Colorful eggs, hopping bunnies, are nice,
even fun, but a man rising alive from a tomb of the dead—
now that’s worth the world, which is what
God intended to say: I want all to live full
of joy and love and peace, to trust divine
power more than any other, to know that I,
God, am always here, at the ready, present for
all life which comes from me eternally.

III.
That is why the empty tomb is such a potent marker,
even as it is not an easy marketing symbol any more than
the stone rolled away. But when Mary and the others
arrived they were not seeking the cross. They were
coming to care for the dead body of their Lord.
That they did not find it, that in one account Mary
found him and talked to him, that is the news,
that is the miracle, that is the sign of the victory
over death-dealing injustice and hate that affects
and infests us all to this day. We can’t get to the
empty tomb without the cross, but what truly is
the mark of God’s reign in this world—a bloodied
man-made tree erected by an ugly regime based on the
fear and anger of otherwise good, faithful people, or
the fact that ultimately none of us need be
governed by such ugliness and fear and anger?

IV.
We crucify people all the time, on the streets,
In jails, subway stations, public markets, as lethally—
though sometimes with less agony—and legally as was
done by Pilate and his minions, when what we need
is resurrection, new life, a raising, rising, of walking dead
to live not as the world makes it happen but full,
vibrant, vital human beings striding forth Lazarus-like from
tombs, theirs and ours, to claim divine birthright
belonging to all.
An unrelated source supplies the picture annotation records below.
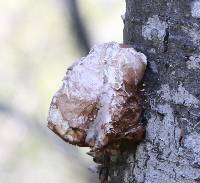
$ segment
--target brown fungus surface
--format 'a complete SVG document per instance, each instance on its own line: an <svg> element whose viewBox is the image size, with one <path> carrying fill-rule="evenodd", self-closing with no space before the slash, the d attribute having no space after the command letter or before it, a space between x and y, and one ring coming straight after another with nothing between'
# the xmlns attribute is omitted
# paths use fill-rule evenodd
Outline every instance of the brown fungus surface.
<svg viewBox="0 0 200 183"><path fill-rule="evenodd" d="M70 144L92 149L142 140L138 88L146 64L145 55L127 45L94 46L67 70L53 96L48 127Z"/></svg>

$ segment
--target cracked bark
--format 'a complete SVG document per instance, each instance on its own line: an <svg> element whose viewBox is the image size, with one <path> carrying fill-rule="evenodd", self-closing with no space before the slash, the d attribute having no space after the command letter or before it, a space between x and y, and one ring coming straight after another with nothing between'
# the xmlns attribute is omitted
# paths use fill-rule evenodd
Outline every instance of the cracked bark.
<svg viewBox="0 0 200 183"><path fill-rule="evenodd" d="M200 1L126 0L124 22L124 43L148 58L146 137L109 182L200 182Z"/></svg>

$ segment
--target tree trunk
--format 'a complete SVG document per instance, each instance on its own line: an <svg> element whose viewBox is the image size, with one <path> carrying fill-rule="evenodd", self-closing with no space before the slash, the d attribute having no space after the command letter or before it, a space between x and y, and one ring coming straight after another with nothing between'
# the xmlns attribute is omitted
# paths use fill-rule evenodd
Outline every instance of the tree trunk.
<svg viewBox="0 0 200 183"><path fill-rule="evenodd" d="M124 43L146 54L146 137L113 183L200 182L200 0L126 0Z"/></svg>

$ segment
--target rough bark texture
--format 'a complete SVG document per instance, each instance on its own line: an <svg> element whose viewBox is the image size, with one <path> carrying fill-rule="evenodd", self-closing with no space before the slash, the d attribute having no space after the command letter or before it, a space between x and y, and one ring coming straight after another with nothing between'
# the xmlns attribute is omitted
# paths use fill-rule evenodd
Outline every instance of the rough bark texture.
<svg viewBox="0 0 200 183"><path fill-rule="evenodd" d="M200 1L126 0L124 42L148 58L146 137L113 183L200 182Z"/></svg>

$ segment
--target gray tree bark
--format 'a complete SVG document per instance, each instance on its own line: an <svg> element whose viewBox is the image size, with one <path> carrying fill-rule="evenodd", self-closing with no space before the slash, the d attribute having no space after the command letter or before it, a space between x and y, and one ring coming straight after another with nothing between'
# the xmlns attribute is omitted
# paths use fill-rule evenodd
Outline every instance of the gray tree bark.
<svg viewBox="0 0 200 183"><path fill-rule="evenodd" d="M110 182L200 182L200 0L126 0L124 43L148 58L146 137Z"/></svg>

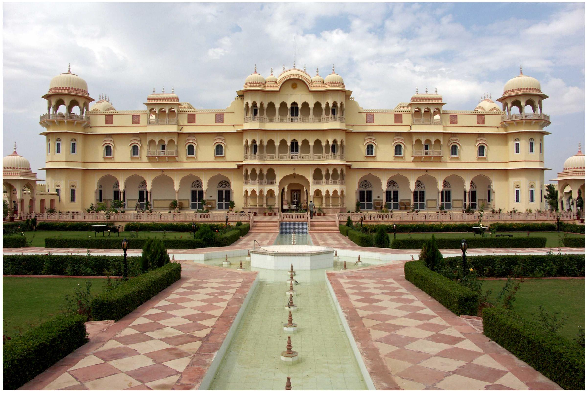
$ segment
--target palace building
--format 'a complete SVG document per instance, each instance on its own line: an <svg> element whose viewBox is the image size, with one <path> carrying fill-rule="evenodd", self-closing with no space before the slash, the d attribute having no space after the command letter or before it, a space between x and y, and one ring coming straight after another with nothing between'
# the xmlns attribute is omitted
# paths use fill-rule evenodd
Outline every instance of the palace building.
<svg viewBox="0 0 587 393"><path fill-rule="evenodd" d="M333 66L325 77L295 65L271 70L264 77L255 66L221 109L154 88L144 107L119 110L70 70L55 76L40 119L53 201L32 195L30 209L84 211L114 199L165 212L174 200L182 211L204 200L227 210L234 201L237 211L261 214L310 200L326 213L356 202L363 211L544 208L548 96L521 67L497 102L486 94L466 110L447 109L436 88L366 109Z"/></svg>

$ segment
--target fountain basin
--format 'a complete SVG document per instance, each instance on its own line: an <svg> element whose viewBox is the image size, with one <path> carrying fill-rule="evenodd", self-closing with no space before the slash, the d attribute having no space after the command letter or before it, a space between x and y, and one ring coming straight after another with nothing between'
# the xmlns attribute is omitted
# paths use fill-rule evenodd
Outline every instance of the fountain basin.
<svg viewBox="0 0 587 393"><path fill-rule="evenodd" d="M332 267L334 249L309 245L275 245L251 251L251 266L278 270L309 270Z"/></svg>

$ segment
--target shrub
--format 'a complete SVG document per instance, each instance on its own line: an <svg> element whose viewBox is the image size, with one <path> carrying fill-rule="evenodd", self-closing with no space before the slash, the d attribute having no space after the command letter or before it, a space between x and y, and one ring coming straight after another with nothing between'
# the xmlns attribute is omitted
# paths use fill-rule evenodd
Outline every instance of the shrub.
<svg viewBox="0 0 587 393"><path fill-rule="evenodd" d="M338 226L338 230L340 231L343 236L349 236L349 231L352 228L349 228L346 225L340 225Z"/></svg>
<svg viewBox="0 0 587 393"><path fill-rule="evenodd" d="M585 390L585 348L504 309L483 310L483 333L556 382Z"/></svg>
<svg viewBox="0 0 587 393"><path fill-rule="evenodd" d="M85 321L81 315L59 315L5 341L2 387L20 387L85 344Z"/></svg>
<svg viewBox="0 0 587 393"><path fill-rule="evenodd" d="M22 235L5 235L2 239L4 248L26 247L26 238Z"/></svg>
<svg viewBox="0 0 587 393"><path fill-rule="evenodd" d="M426 239L396 239L392 242L392 248L402 250L421 249ZM441 249L458 249L461 240L458 239L437 239ZM467 239L468 248L532 248L545 247L546 238L474 238Z"/></svg>
<svg viewBox="0 0 587 393"><path fill-rule="evenodd" d="M387 235L387 232L385 232L385 229L383 228L379 227L377 230L377 233L375 233L375 246L379 247L380 248L389 248L389 246L391 245L391 242L389 240L389 236Z"/></svg>
<svg viewBox="0 0 587 393"><path fill-rule="evenodd" d="M129 256L129 275L140 273L139 257ZM4 255L5 275L55 276L122 276L122 256L104 255Z"/></svg>
<svg viewBox="0 0 587 393"><path fill-rule="evenodd" d="M117 321L180 279L181 265L172 262L149 273L129 279L92 301L94 320Z"/></svg>
<svg viewBox="0 0 587 393"><path fill-rule="evenodd" d="M566 238L562 239L562 245L565 247L582 247L585 246L585 238Z"/></svg>
<svg viewBox="0 0 587 393"><path fill-rule="evenodd" d="M444 258L444 262L453 270L462 260L460 256ZM467 256L467 263L485 277L585 276L585 255L482 255Z"/></svg>
<svg viewBox="0 0 587 393"><path fill-rule="evenodd" d="M477 314L479 294L426 267L421 260L404 265L406 279L457 315Z"/></svg>
<svg viewBox="0 0 587 393"><path fill-rule="evenodd" d="M37 224L37 231L91 231L92 225L106 225L106 222L68 221L65 222L41 221Z"/></svg>
<svg viewBox="0 0 587 393"><path fill-rule="evenodd" d="M347 232L349 240L356 243L357 246L363 247L373 247L375 244L373 235L370 233L363 233L357 231L349 230Z"/></svg>
<svg viewBox="0 0 587 393"><path fill-rule="evenodd" d="M170 262L169 255L158 239L148 239L143 246L141 269L143 272L161 267Z"/></svg>

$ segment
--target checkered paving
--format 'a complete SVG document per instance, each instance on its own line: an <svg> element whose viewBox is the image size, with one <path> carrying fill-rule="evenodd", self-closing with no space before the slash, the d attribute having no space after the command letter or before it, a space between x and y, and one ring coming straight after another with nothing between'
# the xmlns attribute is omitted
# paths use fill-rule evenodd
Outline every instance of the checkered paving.
<svg viewBox="0 0 587 393"><path fill-rule="evenodd" d="M119 331L101 345L79 353L92 341L75 351L76 362L56 378L45 372L23 388L197 388L255 275L210 267L195 269L200 273L198 278L182 279L166 296L150 300L151 306L132 320L125 324L125 317L117 322L113 327L118 325ZM235 297L241 301L229 306ZM55 371L52 374L55 377Z"/></svg>
<svg viewBox="0 0 587 393"><path fill-rule="evenodd" d="M393 376L378 389L560 389L407 282L403 264L328 276L367 370Z"/></svg>

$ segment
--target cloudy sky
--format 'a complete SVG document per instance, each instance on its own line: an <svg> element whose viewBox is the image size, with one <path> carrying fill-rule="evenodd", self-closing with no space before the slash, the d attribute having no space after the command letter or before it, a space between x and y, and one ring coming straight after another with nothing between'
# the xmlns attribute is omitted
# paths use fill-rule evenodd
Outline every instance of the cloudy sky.
<svg viewBox="0 0 587 393"><path fill-rule="evenodd" d="M72 71L119 110L144 109L154 86L197 108L228 106L256 63L292 63L323 76L332 64L364 108L393 108L416 86L446 109L500 97L519 73L541 83L553 178L585 142L583 4L4 4L3 153L45 164L45 94ZM313 73L312 74L313 74ZM43 171L39 172L44 178Z"/></svg>

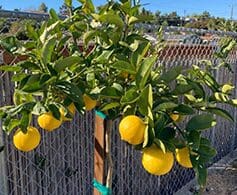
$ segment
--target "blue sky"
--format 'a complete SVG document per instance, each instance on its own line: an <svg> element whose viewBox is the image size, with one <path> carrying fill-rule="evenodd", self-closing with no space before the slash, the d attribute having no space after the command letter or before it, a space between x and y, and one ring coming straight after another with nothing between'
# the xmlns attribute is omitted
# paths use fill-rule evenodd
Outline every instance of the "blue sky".
<svg viewBox="0 0 237 195"><path fill-rule="evenodd" d="M76 0L74 0L77 2ZM14 8L37 9L45 2L49 8L58 10L63 0L0 0L0 5L4 9ZM96 5L101 5L106 0L93 0ZM160 10L162 13L177 11L179 15L201 13L209 11L214 16L230 18L231 6L233 5L233 18L237 19L237 2L234 0L141 0L145 8L151 11Z"/></svg>

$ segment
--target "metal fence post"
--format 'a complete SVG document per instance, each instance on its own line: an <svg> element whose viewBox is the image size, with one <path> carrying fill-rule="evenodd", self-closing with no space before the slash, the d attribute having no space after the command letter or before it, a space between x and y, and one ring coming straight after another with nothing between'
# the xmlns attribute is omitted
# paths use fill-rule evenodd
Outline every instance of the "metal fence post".
<svg viewBox="0 0 237 195"><path fill-rule="evenodd" d="M105 183L105 116L96 111L95 115L95 132L94 132L94 178L101 184ZM94 195L100 195L99 191L94 188Z"/></svg>

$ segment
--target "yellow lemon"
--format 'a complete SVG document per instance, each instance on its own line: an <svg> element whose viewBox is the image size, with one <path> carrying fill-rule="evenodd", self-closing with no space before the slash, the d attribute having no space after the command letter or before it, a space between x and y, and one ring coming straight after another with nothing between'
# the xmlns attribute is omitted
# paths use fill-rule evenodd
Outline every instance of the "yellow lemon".
<svg viewBox="0 0 237 195"><path fill-rule="evenodd" d="M143 150L142 165L153 175L165 175L172 169L174 156L172 152L164 153L160 148L152 145Z"/></svg>
<svg viewBox="0 0 237 195"><path fill-rule="evenodd" d="M93 108L96 107L97 101L91 99L88 95L83 95L83 101L85 103L86 110L92 110Z"/></svg>
<svg viewBox="0 0 237 195"><path fill-rule="evenodd" d="M135 115L129 115L119 123L119 133L121 139L133 144L141 144L144 141L146 125Z"/></svg>
<svg viewBox="0 0 237 195"><path fill-rule="evenodd" d="M46 112L38 117L38 124L42 129L53 131L60 127L62 120L54 118L51 112Z"/></svg>
<svg viewBox="0 0 237 195"><path fill-rule="evenodd" d="M176 152L176 160L181 166L185 168L193 167L190 160L190 153L188 147L176 149L175 152Z"/></svg>
<svg viewBox="0 0 237 195"><path fill-rule="evenodd" d="M23 152L29 152L35 149L40 143L40 133L35 127L27 127L27 132L23 133L18 129L13 135L14 146Z"/></svg>

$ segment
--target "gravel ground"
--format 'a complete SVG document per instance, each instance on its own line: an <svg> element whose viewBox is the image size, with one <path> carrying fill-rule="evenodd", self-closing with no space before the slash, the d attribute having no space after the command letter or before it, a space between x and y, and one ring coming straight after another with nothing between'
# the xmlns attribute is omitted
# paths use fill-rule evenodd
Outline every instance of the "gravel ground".
<svg viewBox="0 0 237 195"><path fill-rule="evenodd" d="M175 195L198 194L195 180ZM237 150L213 164L208 169L207 186L203 195L237 195Z"/></svg>

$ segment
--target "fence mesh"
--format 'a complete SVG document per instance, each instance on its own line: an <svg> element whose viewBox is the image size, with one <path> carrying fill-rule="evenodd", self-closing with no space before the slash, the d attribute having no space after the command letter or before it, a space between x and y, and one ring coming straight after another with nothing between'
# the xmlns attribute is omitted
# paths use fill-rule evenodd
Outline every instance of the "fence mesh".
<svg viewBox="0 0 237 195"><path fill-rule="evenodd" d="M156 29L146 36L155 40ZM0 29L1 32L1 29ZM159 63L167 68L193 64L200 60L210 60L217 64L214 53L218 50L218 40L236 37L236 33L225 33L185 28L165 28L166 46L159 56ZM16 63L5 51L0 52L0 62ZM234 73L217 70L216 78L221 82L232 81L237 85L237 53L228 58ZM13 84L9 74L0 73L0 106L12 103ZM236 95L237 91L235 90ZM234 118L236 109L224 106ZM33 152L22 153L12 145L12 136L0 131L0 145L6 145L0 153L0 195L40 195L40 194L92 194L94 172L94 113L76 116L57 131L41 131L42 141ZM36 122L34 125L37 127ZM178 164L168 175L157 177L148 174L141 165L141 153L120 140L118 121L112 132L112 158L114 161L113 194L173 194L194 177L192 170ZM218 151L214 161L222 158L237 146L236 123L219 119L218 126L205 133ZM2 143L1 143L2 142Z"/></svg>

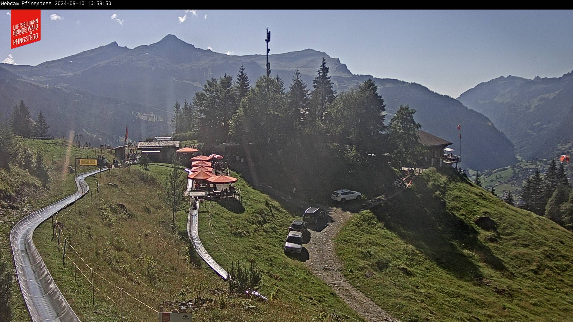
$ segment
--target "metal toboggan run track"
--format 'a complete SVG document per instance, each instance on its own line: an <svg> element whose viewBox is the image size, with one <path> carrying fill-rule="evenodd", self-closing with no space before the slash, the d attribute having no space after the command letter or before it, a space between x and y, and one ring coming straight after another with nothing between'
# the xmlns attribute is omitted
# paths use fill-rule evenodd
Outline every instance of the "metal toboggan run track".
<svg viewBox="0 0 573 322"><path fill-rule="evenodd" d="M12 228L10 242L14 264L20 290L33 322L80 322L38 253L32 241L32 234L40 224L73 203L89 190L89 186L84 180L86 178L105 170L76 176L77 192L32 213Z"/></svg>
God is ready to empty our tombs.

V.
What are we waiting for?

@Robin Gorsline 2016 lectionarypoetics.org
Please use the credit line above when publishing this poem in any form
writing+poetryAbout this poem . . .I have long strained against using the cross as the universal symbol of Christian faith and life, because it is the mark of neither. It is the sign of evil and ugliness, of human fear gone amok,  unchecked by those in authority. Their actions were understandable, so very human, but the result on that hill is not, to me at least, the marker of my faith. My faith lies in the empty tomb, in the natural boulder rolled away that death could emerge and live again. That is Easter faith, the truly good news.